Juru bicara Kementerian Luar Negeri China Wang Wenbin mengatakan, “China selalu percaya bahwa kerja sama pertahanan dan keamanan antara negara-negara harus kondusif bagi perdamaian dan stabilitas regional serta tidak boleh menargetkan atau merugikan kepentingan pihak-pihak ketiga.

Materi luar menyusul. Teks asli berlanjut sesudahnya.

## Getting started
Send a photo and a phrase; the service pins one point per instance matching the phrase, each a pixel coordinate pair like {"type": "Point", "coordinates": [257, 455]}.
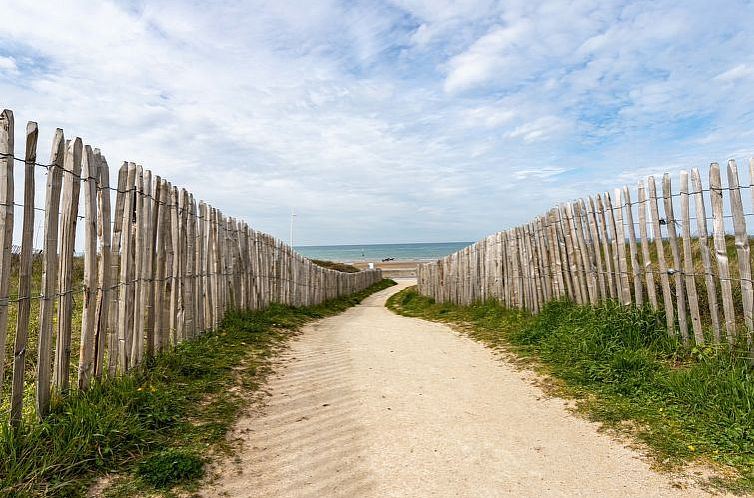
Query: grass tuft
{"type": "Point", "coordinates": [684, 403]}
{"type": "Point", "coordinates": [186, 399]}
{"type": "Point", "coordinates": [170, 467]}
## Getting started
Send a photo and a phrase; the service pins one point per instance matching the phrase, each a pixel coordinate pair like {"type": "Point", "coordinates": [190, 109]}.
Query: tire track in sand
{"type": "Point", "coordinates": [368, 403]}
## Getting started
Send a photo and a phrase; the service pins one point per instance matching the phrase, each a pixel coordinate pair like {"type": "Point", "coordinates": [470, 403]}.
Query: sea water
{"type": "Point", "coordinates": [378, 252]}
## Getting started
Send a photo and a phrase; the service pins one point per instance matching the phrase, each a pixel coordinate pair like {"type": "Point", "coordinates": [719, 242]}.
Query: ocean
{"type": "Point", "coordinates": [378, 252]}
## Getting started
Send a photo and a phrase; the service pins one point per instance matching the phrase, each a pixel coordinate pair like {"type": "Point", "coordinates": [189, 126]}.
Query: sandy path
{"type": "Point", "coordinates": [368, 403]}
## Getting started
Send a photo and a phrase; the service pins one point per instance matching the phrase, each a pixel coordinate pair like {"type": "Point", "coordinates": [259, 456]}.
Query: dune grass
{"type": "Point", "coordinates": [157, 425]}
{"type": "Point", "coordinates": [686, 403]}
{"type": "Point", "coordinates": [334, 265]}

Pihak AS telah memperkuat pengerahan militernya di kawasan karena kepentingan egoisnya dan dengan pola pikir kalah-menang, yang meningkatkan ketegangan dan membahayakan perdamaian dan stabilitas regional.”
Negara-negara di kawasan, lanjut Wang, harus tetap waspada dan menghindar dari menjadi sandera AS.

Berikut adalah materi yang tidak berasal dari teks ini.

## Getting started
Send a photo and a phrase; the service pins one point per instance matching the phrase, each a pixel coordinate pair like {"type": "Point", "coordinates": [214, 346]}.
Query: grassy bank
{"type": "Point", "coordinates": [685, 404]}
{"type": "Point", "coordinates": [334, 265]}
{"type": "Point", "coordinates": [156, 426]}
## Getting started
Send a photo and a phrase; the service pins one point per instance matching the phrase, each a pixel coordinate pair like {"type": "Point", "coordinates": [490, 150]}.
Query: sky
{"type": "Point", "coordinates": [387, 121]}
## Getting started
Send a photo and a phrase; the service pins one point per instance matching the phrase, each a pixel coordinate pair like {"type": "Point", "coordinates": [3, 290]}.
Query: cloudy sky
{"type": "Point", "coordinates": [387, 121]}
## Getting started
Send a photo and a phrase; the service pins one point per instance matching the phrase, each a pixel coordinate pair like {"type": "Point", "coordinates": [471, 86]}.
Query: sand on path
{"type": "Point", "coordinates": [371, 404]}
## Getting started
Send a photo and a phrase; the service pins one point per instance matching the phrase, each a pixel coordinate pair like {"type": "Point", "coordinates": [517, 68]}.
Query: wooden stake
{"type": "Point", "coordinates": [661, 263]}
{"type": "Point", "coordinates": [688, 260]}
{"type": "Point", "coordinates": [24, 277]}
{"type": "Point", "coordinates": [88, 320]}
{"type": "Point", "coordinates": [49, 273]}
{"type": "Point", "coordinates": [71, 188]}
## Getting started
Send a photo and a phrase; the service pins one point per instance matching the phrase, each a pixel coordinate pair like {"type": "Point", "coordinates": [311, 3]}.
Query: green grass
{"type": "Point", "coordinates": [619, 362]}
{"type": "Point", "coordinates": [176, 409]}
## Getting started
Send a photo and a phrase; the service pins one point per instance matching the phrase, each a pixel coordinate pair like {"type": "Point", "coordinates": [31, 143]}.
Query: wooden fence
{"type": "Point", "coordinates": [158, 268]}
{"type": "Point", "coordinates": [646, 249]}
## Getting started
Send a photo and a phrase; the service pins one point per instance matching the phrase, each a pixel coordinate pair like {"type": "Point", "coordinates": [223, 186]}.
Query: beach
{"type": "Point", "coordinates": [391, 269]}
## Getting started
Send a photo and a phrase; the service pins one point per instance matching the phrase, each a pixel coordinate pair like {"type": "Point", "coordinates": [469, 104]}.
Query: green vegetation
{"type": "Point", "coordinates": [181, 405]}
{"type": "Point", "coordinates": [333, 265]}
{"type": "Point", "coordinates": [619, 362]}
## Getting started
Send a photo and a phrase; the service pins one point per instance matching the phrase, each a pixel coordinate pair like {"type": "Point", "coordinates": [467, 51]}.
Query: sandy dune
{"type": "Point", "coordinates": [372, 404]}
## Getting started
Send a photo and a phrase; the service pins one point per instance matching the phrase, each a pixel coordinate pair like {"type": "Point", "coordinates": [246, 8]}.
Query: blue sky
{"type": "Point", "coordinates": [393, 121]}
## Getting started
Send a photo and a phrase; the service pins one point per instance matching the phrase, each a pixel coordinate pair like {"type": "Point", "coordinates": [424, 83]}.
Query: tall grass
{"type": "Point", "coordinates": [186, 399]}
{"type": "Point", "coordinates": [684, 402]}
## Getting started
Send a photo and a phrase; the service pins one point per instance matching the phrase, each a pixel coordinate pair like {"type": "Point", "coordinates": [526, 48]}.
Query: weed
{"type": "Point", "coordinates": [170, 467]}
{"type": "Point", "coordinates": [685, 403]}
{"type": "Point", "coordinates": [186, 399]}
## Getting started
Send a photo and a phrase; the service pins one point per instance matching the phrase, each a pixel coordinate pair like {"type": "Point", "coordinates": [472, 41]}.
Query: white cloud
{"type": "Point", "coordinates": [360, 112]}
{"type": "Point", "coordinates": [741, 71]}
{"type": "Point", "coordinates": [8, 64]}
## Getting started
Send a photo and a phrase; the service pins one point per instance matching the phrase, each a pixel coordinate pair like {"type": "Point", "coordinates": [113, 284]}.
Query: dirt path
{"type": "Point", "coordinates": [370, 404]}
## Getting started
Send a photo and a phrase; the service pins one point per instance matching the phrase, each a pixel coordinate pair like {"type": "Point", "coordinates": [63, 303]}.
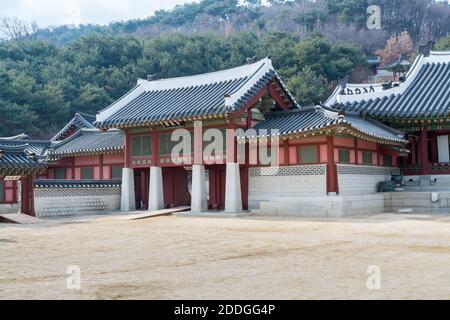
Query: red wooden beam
{"type": "Point", "coordinates": [155, 149]}
{"type": "Point", "coordinates": [100, 161]}
{"type": "Point", "coordinates": [127, 150]}
{"type": "Point", "coordinates": [332, 183]}
{"type": "Point", "coordinates": [424, 151]}
{"type": "Point", "coordinates": [278, 99]}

Presiden Ferdinand Marcos Jr. pada Rabu mengatakan bahwa berdasarkan perjanjian pertahanan dengan AS, empat pangkalan militer baru akan tersebar di beberapa daerah Filipina, termasuk di sebuah provinsi yang menghadap Laut China Selatan.
Marcos mengatakan, “Saya sadar bahwa ancaman yang muncul terhadap wilayah kami dan penekanan kami untuk mengatasi ancaman ini memerlukan penyesuaian dalam strategi kami.”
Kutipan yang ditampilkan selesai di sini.